This project introduces Learning Rate Finder class implemented in PyTorch Lightning and compares results of LR Find and manual tuning. Read full post here.
Among of all hyperparameters used in machine learning, learning rate is probably the very first one you hear about. It may also the one that you start tuning in the first place. You can find the right value with a bit of hyper parameter optimization, running tons of training sessions or you can let tools do it, much faster. Nowadays, many libraries implement LR Finder or “LR Range Test”.
Basically I wanted to train a fairly simple convolutional neural network (LeNet) on an uncomplicated dataset (Fashion MNIST). I ran four separate experiments that only differ in initial learning rate values: 1e-5, 1e-4, 1e-1 and one selected by Learning Rate Finder. It took around 12 seconds to find best initial learning rate which turned out to be 0.0363.

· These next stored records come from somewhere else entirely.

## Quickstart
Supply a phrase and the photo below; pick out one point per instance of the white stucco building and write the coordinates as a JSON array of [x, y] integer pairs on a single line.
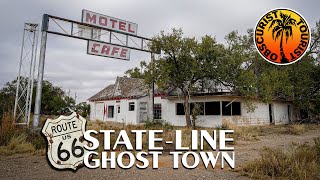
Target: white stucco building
[[128, 101]]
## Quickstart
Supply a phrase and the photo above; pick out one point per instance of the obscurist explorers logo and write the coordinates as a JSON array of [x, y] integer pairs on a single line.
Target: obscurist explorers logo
[[282, 36]]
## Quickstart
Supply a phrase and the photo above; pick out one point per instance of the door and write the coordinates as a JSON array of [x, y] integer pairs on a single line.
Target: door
[[118, 110], [289, 113], [99, 111], [143, 112], [271, 114]]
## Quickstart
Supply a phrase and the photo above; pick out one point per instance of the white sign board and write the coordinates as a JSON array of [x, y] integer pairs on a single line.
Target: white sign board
[[108, 22], [108, 50], [65, 141]]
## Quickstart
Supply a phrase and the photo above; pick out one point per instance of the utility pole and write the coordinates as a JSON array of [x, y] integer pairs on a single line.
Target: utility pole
[[22, 106], [152, 62], [36, 119]]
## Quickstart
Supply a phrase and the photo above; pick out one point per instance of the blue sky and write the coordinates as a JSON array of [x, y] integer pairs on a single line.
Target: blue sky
[[68, 65]]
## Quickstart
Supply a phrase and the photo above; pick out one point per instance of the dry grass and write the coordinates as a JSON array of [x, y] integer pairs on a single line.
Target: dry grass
[[14, 140], [301, 162], [18, 144]]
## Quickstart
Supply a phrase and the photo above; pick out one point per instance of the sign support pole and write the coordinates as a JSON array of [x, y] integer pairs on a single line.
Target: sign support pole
[[36, 119], [152, 61]]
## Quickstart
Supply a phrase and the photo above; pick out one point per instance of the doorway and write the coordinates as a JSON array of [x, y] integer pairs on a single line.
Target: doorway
[[271, 114]]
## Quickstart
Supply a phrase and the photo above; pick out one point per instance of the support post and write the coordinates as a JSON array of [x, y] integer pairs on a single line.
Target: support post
[[37, 107], [18, 80], [152, 61]]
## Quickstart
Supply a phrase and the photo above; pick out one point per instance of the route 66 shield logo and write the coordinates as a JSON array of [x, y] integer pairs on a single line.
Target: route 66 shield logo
[[65, 141]]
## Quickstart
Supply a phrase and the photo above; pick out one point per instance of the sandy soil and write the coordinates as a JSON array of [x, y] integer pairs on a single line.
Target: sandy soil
[[25, 166]]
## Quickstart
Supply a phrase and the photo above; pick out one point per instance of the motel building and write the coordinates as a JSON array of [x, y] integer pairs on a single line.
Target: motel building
[[128, 101]]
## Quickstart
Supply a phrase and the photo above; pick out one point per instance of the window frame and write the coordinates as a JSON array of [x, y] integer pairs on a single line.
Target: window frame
[[212, 106], [131, 104], [109, 111], [182, 113], [157, 113]]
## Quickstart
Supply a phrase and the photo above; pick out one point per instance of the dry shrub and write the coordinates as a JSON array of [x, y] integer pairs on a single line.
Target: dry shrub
[[7, 129], [301, 162], [296, 129], [17, 144]]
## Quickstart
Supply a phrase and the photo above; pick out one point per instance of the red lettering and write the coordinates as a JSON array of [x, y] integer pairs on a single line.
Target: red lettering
[[91, 19], [122, 25], [123, 53], [113, 22], [105, 49], [93, 49], [103, 21], [130, 30], [115, 50]]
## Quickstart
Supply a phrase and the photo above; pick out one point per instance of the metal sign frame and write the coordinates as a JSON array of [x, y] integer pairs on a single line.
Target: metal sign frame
[[139, 43]]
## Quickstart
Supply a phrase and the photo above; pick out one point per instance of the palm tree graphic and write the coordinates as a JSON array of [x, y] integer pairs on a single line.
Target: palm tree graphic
[[281, 26]]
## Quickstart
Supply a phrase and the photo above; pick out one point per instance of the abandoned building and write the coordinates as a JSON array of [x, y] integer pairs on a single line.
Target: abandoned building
[[129, 101]]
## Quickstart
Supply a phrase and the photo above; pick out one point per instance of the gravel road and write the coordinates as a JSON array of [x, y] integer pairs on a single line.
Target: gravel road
[[23, 166]]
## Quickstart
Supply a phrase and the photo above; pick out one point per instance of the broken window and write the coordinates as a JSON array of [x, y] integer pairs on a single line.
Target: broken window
[[180, 109], [110, 111], [212, 108], [229, 108], [200, 106], [131, 106], [226, 108], [236, 108]]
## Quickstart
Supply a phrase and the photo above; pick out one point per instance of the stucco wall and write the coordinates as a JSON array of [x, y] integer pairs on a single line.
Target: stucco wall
[[259, 116]]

Looking at loss/LR plot (Figure 1) I was surprised because the suggested point is not exactly “halfway the sharpest downward slope”. However I couldn’t tell if that’s good or bad until I train the model. For logging and visualization I used TensorBoard to log loss and accuracy during training and validation steps. Below you can see metrics history for each of four experiments.

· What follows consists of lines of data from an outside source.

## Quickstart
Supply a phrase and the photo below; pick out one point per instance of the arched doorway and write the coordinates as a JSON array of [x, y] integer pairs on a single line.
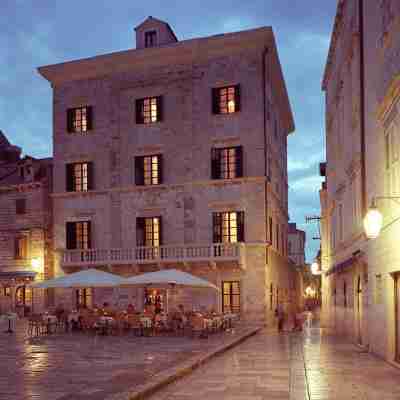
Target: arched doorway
[[359, 309], [23, 300]]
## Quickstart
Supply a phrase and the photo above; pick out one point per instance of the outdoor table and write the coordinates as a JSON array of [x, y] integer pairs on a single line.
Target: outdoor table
[[49, 320], [10, 317]]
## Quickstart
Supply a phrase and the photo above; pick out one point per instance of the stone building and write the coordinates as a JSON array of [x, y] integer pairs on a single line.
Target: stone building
[[173, 154], [362, 85], [25, 228], [296, 245]]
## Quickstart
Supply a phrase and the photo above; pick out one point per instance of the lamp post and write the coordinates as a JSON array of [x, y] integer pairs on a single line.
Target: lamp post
[[373, 220]]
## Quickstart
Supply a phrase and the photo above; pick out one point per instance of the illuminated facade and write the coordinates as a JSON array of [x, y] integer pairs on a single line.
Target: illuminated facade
[[163, 157], [362, 85], [25, 228]]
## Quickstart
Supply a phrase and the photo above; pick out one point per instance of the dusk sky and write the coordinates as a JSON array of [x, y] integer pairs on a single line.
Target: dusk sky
[[41, 32]]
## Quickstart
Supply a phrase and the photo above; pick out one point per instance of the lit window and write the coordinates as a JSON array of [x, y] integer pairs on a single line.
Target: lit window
[[79, 120], [226, 100], [148, 110]]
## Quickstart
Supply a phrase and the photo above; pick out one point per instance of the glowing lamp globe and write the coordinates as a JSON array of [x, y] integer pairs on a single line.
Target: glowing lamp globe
[[373, 223]]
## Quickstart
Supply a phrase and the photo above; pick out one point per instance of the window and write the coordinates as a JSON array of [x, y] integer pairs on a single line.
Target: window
[[78, 235], [227, 163], [20, 206], [79, 120], [226, 100], [149, 110], [79, 177], [228, 227], [148, 170], [150, 39], [21, 247], [148, 232], [83, 298], [231, 297]]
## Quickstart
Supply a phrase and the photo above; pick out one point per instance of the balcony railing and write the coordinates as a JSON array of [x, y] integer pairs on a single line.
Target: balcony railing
[[148, 255]]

Learning rate suggested by Lightning (light blue) seems to outperform other values in both training and validation. At the end it reached 88.85% accuracy on validation set which is the highest score from all experiments (Figure 2). Also loss function values were the best for the “find_lr” experiment. In the last validation step it reached loss equal 0.3091 to which is the lowest value compared to other curves (Figure 3).
In this case, Learning Rate Finder has outperformed my choices of learning rate. Of course, I could have picked as my initial guess, but the whole point of LR Finder is to minimize your guesswork. Using Learning Rate Finder doesn’t require much additional code. In PyTorch Lightning you can enable that feature with just one flag.
I think using this feature is useful, as written by Leslie N. Smith in his publication:
Whenever one is starting with a new architecture or dataset, a single LR range test provides both a good LR value and a good range. Then one should compare runs with a fixed LR versus CLR with this range. Whichever wins can be used with confidence for the rest of one’s experiments.
If you don’t want to perform hyperparameter search using different LR values, which can take ages, you have two options left: pick initial LR values at random (which may leave you with terribly bad performance and convergence) or use a learning rate finder included in your machine learning framework of choice.